Fully automated level four driving means that the system no longer needs to be monitored by a physically present human driver. If there are vehicle occupants, they are only passengers, but they can initiate an emergency stop. As soon as the vehicle has to leave autonomous mode - in an emergency, for example - the system prompts the occupants or an external supervisor to take over. If no one reacts, the vehicle can bring itself to a halt on the hard shoulder, for example. The Federal Ministry of Transport cites shuttle traffic or buses traveling on a fixed route, so-called people-movers, as application scenarios. Such systems could also be used in freight transportation.
The law is intended to revise the technical requirements for the construction, condition and equipment of motor vehicles with autonomous driving functions. This would also include the testing and procedure for the issuance of an operating permit by the Federal Motor Transport Authority (KBA). It would also regulate the handling of data required for operation. According to Arnold, the ISO 26262 safety standard would form the basis for the extended test operation. It sets high requirements for hazard analysis and regulates how systems should react in the event of danger through self-diagnosis. The Space Drive System, which PARAVAN GmbH developed from mobility for the disabled, already meets these requirements today, creating a key technology for the mobility of tomorrow.

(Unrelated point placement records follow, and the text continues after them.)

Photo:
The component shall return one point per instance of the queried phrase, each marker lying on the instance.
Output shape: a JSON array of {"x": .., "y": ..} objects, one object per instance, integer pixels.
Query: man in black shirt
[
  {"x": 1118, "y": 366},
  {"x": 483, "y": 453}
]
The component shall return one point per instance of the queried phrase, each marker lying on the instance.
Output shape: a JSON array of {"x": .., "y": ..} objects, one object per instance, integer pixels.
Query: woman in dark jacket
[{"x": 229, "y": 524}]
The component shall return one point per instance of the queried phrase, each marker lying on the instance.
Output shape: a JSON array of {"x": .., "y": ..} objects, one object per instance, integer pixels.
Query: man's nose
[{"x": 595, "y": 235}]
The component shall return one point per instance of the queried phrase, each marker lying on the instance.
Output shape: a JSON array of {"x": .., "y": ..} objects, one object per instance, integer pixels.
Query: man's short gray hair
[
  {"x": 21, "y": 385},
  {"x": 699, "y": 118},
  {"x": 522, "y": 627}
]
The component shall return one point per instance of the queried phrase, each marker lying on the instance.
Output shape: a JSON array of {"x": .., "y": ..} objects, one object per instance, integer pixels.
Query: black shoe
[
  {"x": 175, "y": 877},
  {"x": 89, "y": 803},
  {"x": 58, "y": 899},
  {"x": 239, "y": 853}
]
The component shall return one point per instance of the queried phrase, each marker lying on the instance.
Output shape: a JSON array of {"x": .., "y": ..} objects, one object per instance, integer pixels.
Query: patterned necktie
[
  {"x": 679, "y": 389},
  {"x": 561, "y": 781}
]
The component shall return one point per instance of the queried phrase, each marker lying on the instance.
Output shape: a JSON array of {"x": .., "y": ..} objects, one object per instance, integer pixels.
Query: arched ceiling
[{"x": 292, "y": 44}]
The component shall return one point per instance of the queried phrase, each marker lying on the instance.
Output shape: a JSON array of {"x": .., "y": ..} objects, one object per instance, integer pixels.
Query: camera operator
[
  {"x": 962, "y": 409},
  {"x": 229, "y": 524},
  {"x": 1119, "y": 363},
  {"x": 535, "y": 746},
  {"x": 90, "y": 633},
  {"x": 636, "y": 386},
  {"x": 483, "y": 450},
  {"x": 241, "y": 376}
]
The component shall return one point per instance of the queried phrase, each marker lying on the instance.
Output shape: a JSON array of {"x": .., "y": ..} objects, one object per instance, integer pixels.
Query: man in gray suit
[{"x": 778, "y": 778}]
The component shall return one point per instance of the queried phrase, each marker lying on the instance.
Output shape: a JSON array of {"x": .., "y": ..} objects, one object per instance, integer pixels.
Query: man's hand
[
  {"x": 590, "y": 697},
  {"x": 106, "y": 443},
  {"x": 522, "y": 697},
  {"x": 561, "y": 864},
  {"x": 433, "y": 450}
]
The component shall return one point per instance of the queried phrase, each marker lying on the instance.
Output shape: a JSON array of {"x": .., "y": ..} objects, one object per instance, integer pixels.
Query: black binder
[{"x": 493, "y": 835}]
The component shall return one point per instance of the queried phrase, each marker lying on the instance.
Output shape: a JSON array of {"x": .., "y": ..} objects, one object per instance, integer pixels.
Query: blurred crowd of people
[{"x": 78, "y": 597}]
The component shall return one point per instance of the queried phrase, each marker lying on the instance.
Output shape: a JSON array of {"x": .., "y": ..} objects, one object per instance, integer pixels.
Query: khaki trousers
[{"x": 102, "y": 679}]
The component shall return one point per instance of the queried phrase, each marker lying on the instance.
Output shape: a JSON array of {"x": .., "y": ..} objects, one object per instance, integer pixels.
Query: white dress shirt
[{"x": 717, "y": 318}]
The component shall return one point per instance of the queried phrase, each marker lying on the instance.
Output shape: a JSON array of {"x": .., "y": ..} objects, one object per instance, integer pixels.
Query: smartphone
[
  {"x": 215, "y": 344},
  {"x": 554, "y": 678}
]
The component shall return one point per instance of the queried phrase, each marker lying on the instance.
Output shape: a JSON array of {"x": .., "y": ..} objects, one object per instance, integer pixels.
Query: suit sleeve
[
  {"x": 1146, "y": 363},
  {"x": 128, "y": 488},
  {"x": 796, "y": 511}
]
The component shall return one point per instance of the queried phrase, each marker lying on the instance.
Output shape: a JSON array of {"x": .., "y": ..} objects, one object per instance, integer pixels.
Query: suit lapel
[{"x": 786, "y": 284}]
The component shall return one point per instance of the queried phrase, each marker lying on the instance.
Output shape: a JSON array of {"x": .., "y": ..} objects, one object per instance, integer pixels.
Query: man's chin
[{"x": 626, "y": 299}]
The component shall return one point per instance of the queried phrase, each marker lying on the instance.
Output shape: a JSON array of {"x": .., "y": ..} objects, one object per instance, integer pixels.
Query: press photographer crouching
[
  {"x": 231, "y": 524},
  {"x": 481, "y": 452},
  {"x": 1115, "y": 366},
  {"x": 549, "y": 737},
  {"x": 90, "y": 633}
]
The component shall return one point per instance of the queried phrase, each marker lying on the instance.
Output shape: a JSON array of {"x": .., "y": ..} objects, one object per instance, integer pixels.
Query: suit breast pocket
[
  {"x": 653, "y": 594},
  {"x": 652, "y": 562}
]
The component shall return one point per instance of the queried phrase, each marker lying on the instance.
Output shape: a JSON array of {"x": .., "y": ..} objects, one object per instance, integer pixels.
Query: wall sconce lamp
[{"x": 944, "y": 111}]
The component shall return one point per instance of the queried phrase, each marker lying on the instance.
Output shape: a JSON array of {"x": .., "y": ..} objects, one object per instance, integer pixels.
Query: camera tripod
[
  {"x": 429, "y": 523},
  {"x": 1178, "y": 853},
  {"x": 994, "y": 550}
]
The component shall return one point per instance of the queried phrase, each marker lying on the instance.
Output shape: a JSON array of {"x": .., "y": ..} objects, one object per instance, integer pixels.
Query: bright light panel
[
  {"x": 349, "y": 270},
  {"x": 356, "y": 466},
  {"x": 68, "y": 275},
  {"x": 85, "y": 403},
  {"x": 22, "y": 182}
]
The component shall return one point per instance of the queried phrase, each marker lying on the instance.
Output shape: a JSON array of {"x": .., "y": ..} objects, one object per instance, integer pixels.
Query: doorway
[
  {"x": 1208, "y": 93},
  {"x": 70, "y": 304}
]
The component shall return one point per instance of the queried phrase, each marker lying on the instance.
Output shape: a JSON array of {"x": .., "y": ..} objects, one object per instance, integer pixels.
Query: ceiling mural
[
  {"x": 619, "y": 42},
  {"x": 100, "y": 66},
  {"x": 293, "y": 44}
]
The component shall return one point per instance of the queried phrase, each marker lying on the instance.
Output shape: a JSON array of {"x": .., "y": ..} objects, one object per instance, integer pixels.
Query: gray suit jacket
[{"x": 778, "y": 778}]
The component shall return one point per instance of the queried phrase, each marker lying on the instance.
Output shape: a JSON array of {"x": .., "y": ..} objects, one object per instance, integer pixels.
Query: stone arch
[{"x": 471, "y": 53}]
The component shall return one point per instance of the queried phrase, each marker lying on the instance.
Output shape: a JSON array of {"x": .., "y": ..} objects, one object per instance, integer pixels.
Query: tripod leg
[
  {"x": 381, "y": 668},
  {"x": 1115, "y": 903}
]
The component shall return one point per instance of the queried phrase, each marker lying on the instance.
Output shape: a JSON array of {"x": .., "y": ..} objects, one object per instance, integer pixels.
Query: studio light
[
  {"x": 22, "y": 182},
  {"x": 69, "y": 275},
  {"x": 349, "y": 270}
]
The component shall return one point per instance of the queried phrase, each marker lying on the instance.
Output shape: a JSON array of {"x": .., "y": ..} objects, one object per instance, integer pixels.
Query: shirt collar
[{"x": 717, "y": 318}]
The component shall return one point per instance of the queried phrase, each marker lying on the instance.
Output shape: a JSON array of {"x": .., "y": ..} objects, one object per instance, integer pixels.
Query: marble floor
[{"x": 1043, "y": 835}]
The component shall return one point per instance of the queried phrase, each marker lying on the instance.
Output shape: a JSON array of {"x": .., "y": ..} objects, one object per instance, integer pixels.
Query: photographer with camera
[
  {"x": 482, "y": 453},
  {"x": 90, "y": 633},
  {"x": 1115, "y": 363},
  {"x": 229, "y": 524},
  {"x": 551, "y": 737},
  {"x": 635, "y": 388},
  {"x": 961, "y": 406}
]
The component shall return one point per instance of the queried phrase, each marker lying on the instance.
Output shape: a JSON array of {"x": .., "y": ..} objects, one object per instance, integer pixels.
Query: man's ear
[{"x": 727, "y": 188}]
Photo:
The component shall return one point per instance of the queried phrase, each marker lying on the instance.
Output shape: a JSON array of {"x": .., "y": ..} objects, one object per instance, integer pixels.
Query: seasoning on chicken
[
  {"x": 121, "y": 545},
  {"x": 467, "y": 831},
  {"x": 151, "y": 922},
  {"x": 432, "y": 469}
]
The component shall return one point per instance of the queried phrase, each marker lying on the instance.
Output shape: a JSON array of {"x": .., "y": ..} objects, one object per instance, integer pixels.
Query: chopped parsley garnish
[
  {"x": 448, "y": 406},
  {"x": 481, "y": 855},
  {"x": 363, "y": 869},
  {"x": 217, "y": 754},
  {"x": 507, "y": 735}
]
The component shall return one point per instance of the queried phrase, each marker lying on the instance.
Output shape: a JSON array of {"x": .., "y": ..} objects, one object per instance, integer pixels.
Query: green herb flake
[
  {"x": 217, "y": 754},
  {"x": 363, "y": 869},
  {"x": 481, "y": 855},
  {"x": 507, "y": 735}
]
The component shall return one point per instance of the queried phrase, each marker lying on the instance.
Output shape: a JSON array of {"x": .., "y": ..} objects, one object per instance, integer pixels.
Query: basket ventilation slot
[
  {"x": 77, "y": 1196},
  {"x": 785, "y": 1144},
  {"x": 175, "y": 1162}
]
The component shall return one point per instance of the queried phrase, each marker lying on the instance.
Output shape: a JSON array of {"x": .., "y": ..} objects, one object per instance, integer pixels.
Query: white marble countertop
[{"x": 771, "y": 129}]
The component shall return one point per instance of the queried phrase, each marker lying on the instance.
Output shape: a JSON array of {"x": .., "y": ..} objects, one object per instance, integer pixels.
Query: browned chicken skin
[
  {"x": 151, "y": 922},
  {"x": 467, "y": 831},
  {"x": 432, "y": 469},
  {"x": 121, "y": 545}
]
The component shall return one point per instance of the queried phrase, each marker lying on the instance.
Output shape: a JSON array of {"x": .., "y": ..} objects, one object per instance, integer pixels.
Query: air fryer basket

From the race track to the road - motorsport as a development accelerator
The Space Drive steer-by-wire technology has been approved by the German Motor Sports Federation (DMSB) for two years and has since been tested under the tough conditions of racing. The steering technology has been part of the "GTC Race" regulations since 2020 and in the DTM since this year - and is thus being further developed at racing speed. The system made its debut on the Nordschleife in a Porsche Cayman 718 GT4 at the ADAC Total 24h Nürburgring last year. In preparation for the 24h race at the Nürburgring from June 3 to 6, 2021, the #25 Mercedes-AMG GT3 has already successfully participated in a race on the Nordschleife as the first GT3 vehicle without a mechanical connection between the steering unit and steering gear. An important milestone in the development program and "the next logical step," as Arnold says.
"We already have the road-approved, legally compliant technology with which this vision can be realized - immediately available and retrofittable into any vehicle, such as the Tesla Model 3," says Arnold. His wish: "To drive - or rather be driven - through the streets of Berlin together with Elon Musk in a converted Tesla."